ドライバーが運転に集中できる状態かを判断する技術を搭載した「ドライバー見守り車載センサー」を開発した
センサーは、車体前方に配置されている

 ドライバーが運転に集中できる状態か判断する車載センサー。近年、自動運転に関する法整備が進んでおり、様々な議論が進んでいるが、オムロンでは、現時点での自動運転はまだ完全ではなく、車の中でドライバーをモニターする必要性がある、と話す。

 「今後、当面主流となる自動運転については、ドライバーに責任がある。自動運転には、レベル0からレベル5まで6段階あるが、今後20年間くらいは、部分的に自動運転となるレベル2以下の進化が続くだろう」(オムロン 技術・知財本部 センシング研究開発センタ 画像センシング研究室 川出雅人氏)。

オムロン 技術・知財本部 センシング研究開発センタ 画像センシング研究室 川出雅人氏
自動運転には、レベル0からレベル5まで6段階ある。今後20年間くらいは、部分的に自動運転となるレベル2以下の進化が続くという

 実際、高速道路を自動運転中に大型トレーラーと衝突するという事故が2016年にアメリカで発生。その後の調べによるとドライバーは事故当時、映画を鑑賞していたとみられる。「レベル2以下の自動運転では、自動運転とドライバーの運転が交互に発生する。そのときにドライバーが運転に責任を持てる状態か否かを、モニタリングする必要がある」(川出氏)。

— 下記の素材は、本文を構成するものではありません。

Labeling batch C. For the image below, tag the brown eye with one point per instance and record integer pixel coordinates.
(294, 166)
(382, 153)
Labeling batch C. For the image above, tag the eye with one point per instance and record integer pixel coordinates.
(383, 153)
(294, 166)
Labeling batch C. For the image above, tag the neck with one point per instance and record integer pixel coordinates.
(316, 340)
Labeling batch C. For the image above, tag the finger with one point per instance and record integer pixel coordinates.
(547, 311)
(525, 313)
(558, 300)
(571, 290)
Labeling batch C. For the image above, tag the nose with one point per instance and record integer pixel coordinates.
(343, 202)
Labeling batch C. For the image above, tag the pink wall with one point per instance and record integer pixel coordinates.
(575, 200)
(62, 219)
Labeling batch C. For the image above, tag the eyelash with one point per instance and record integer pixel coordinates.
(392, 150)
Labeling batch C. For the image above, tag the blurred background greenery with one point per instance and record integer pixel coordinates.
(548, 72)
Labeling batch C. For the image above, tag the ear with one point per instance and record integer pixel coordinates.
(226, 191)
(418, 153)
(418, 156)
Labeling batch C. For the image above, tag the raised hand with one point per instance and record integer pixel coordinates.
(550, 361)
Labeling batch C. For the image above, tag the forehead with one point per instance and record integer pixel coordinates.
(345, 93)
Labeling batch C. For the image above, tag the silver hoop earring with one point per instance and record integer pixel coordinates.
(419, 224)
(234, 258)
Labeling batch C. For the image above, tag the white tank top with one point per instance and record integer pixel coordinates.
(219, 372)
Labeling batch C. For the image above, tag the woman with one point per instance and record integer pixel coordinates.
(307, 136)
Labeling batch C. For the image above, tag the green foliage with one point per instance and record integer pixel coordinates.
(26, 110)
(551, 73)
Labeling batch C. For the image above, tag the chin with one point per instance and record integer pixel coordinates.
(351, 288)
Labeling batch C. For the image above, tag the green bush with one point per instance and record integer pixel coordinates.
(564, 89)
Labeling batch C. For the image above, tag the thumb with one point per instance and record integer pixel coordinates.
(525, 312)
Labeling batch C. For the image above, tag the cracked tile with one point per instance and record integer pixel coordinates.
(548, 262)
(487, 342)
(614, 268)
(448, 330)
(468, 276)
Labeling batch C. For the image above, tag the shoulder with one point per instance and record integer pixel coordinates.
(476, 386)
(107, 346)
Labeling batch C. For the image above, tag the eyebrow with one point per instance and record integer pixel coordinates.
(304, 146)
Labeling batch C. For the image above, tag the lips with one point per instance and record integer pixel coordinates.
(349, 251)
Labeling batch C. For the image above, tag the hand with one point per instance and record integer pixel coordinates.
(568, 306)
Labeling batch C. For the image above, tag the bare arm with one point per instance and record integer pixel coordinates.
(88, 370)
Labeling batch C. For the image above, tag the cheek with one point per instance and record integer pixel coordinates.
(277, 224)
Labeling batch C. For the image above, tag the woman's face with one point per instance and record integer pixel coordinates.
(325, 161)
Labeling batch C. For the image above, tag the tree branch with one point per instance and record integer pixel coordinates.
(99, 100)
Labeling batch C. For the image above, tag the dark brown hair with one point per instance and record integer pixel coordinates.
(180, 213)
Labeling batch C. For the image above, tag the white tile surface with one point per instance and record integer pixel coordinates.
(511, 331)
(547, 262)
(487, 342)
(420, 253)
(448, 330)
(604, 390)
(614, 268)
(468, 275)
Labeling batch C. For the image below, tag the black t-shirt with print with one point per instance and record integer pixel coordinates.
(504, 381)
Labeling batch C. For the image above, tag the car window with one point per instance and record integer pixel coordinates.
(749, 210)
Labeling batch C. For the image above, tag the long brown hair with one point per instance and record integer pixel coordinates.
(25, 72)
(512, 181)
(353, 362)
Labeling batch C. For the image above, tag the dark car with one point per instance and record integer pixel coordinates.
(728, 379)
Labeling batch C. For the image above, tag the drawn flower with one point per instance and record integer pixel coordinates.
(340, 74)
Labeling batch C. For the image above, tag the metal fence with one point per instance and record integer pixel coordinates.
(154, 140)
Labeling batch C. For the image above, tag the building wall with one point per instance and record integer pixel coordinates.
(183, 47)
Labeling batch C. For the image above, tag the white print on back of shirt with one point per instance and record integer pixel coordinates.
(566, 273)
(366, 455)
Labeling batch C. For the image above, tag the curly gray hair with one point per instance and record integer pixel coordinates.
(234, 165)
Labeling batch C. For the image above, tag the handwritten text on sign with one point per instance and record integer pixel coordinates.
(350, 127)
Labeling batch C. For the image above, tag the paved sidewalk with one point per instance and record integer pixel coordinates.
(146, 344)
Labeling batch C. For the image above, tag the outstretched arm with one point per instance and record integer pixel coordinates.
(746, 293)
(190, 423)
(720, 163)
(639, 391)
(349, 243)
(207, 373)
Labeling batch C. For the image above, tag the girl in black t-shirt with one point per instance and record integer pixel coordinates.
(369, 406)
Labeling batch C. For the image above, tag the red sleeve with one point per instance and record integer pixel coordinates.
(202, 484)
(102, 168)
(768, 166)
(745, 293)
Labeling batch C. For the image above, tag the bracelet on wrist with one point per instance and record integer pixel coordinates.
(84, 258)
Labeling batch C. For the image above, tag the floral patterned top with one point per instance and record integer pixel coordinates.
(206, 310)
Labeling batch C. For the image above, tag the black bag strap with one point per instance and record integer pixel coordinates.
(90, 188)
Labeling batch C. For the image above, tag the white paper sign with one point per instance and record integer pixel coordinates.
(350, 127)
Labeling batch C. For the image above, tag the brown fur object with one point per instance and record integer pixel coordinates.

高速道路を自動運転中に大型トレーラーと衝突するという事故が2016年にアメリカで発生。その後の調べによるとドライバーは事故当時、映画を鑑賞していたという
自動運転から手動運転に切り替える時に、運転手が運転に責任を持てる状態かどうかをモニタリングする必要がある

 今回開発した「ドライバー見守り車載センサー」では、3つの指標を搭載する。

 まず、ドライバーが車の進行方向や周囲の状況を重視しているかどうかを目の開閉状態や視線の方向から、注視している、していない(Eyes ON/OFF)の2段階で判断。次にドライバーが運転に復帰できる状態かを、準備ができている、短時間でできる、復帰するまで時間がかかる(Readiness High/Mid/Low)の3段階で判断する。3つ目に、ドライバーが運転席に座っているかを、座っている、座っていない(Seating ON/OFF)の2段階で判断する。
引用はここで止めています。